# LearningPySpark_Ch03
## Chapter 3: DataFrames
This notebook contains sample code from Chapter 4 of <a href="https://render.githubusercontent.com/view/ipynb?commit=edcaf5ed42558fb08759f70a01201e00aa2d49f7&enc_url=68747470733a2f2f7261772e67697468756275736572636f6e74656e742e636f6d2f5061636b745075626c697368696e672f4c6561726e696e672d5079537061726b2f656463616635656434323535386662303837353966373061303132303165303061613264343966372f4368617074657230322f4c6561726e696e675079537061726b5f4368617074657230332e6970796e62&nwo=PacktPublishing%2FLearning-PySpark&path=Chapter02%2FLearningPySpark_Chapter03.ipynb&repository_id=83264169">Learning PySpark</a> focusing on PySpark and DataFrames.

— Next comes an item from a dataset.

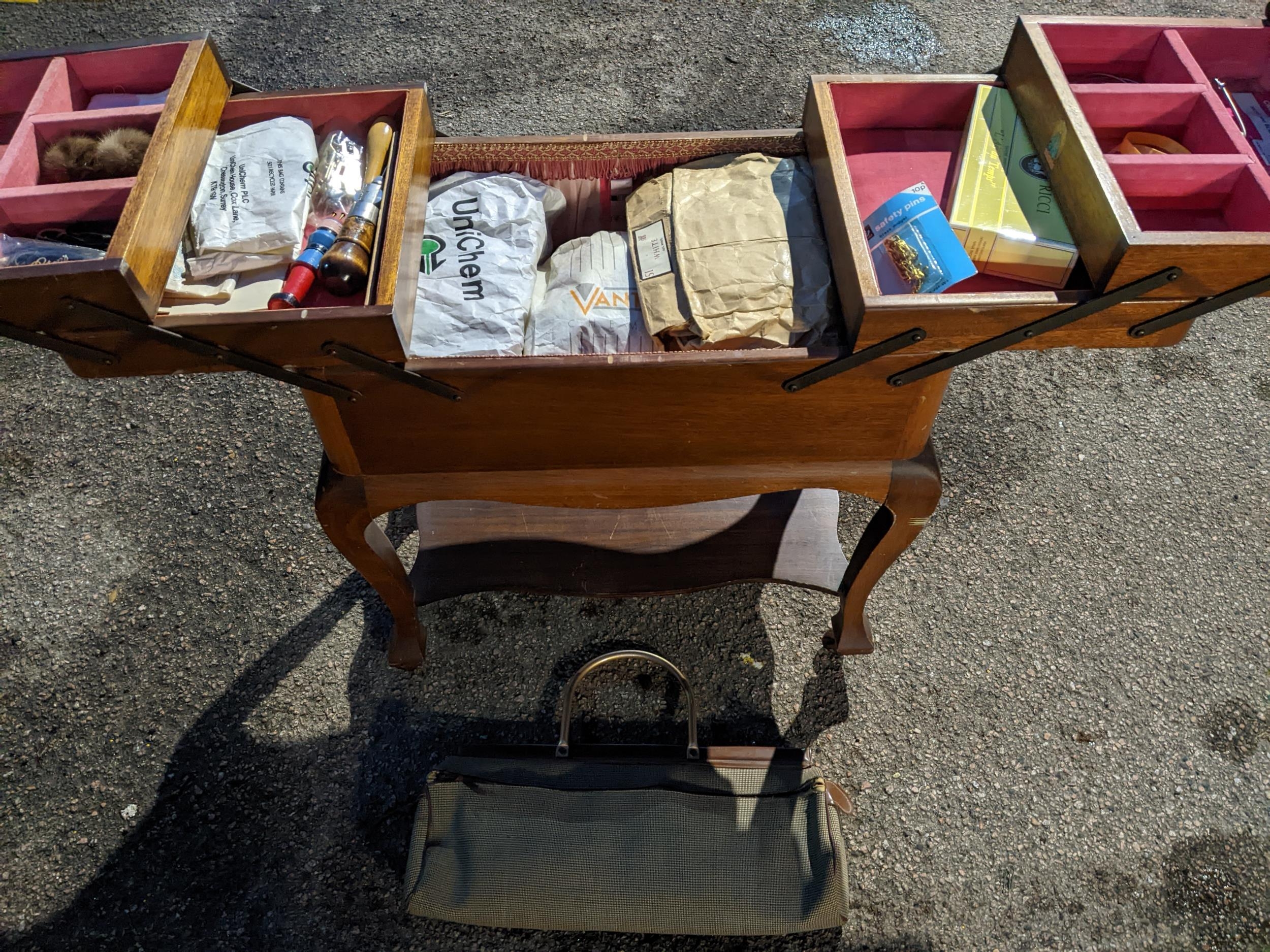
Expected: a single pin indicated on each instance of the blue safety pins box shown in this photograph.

 - Whenever PySpark execute some code with RDDs, PySpark Driver, the $Spark Context$ uses $Py4j$ 'JVM' using the JavaSparkContext. 
 - Any RDD trasnformations are mapped to PythonRDD objects in java
 - these tasks are pushed out to the Spark Worker(s), PythonRDD objects launch Python subprocesses using pipes to send both code and data to be processed within Python:

![img1](img/1.jpg)

### Generate your own DataFrame
- Instead of accessing the file system, let's create a DataFrame by generating the data. 
- In this case, we'll first create the stringRDD RDD and then convert it into a DataFrame when we're reading stringJSONRDD using spark.read.json.

In [1]:
# Generate our own JSON data 
#   This way we don't have to access the file system yet.
stringJSONRDD = sc.parallelize((""" 
  { "id": "123",
    "name": "Katie",
    "age": 19,
    "eyeColor": "brown"
  }""",
   """{
    "id": "234",
    "name": "Michael",
    "age": 22,
    "eyeColor": "green"
  }""", 
  """{
    "id": "345",
    "name": "Simone",
    "age": 23,
    "eyeColor": "blue"
  }""")
)
stringJSONRDD

ParallelCollectionRDD[0] at parallelize at PythonRDD.scala:475

In [2]:
stringJSONRDD.collect()

[' \n  { "id": "123",\n    "name": "Katie",\n    "age": 19,\n    "eyeColor": "brown"\n  }',
 '{\n    "id": "234",\n    "name": "Michael",\n    "age": 22,\n    "eyeColor": "green"\n  }',
 '{\n    "id": "345",\n    "name": "Simone",\n    "age": 23,\n    "eyeColor": "blue"\n  }']

In [3]:
# Create DataFrame
swimmersJSON = spark.read.json(stringJSONRDD)
swimmersJSON.collect()

[Row(age=19, eyeColor='brown', id='123', name='Katie'),
 Row(age=22, eyeColor='green', id='234', name='Michael'),
 Row(age=23, eyeColor='blue', id='345', name='Simone')]

In [4]:
# Create temporary table
swimmersJSON.createOrReplaceTempView("swimmersJSON")

In [5]:
# DataFrame API
swimmersJSON.show()

+---+--------+---+-------+
|age|eyeColor| id|   name|
+---+--------+---+-------+
| 19|   brown|123|  Katie|
| 22|   green|234|Michael|
| 23|    blue|345| Simone|
+---+--------+---+-------+



In [6]:
# SQL Query
spark.sql("select * from swimmersJSON").collect()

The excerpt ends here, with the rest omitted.